WM, What you describe seems like a lot of hard work to make GSM go well to fill a gap of only a few years. What about just having two phones? W-CDMA for round town [or MC-CDMA if DS-CDMA never actually gets going] and grab the GSM phone for a trip from London to Cornimont [where the rollout of 3G will take a lot longer].

There are several service providers in each area. People could just have a couple of phones [as our youngest daughter does with her own money to use the cheapest plans at different times]. Phones are very cheap now.

Don't you think that it might be cheaper, more efficient, more convenient etc just to have a few devices and use the one needed at the time?
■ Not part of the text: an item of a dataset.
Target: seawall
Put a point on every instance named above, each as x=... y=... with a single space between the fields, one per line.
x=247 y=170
To buy a multimode, multiband system for the odd trips around the world only to replace them on an annual basis without actually using the other modes and bands seems expensive. The battery would go flat faster. It would run slower. It would be bigger and hotter. Phones are so small and light now that to pack a couple or three phones wouldn't be all that tough to do. I admit the Globalstar phone is still quite expensive and cumbersome, with backup batteries and recharger.

Vodafone will be building 3G out in the UK very quickly given the $35bn spent on spectrum. Leave GSM for the 2G world which will gradually die off. If people go to such an area where only GSM's available, then they could take a cheap GSM phone for a few days.

I'm not convinced that GSM/3G is a necessary ASIC package to offer.

Even if Spinco does get GSM working quite well, it won't be as good as what Nokia is offering in standalone GSM devices by then so maybe the multimodes won't sell anyway.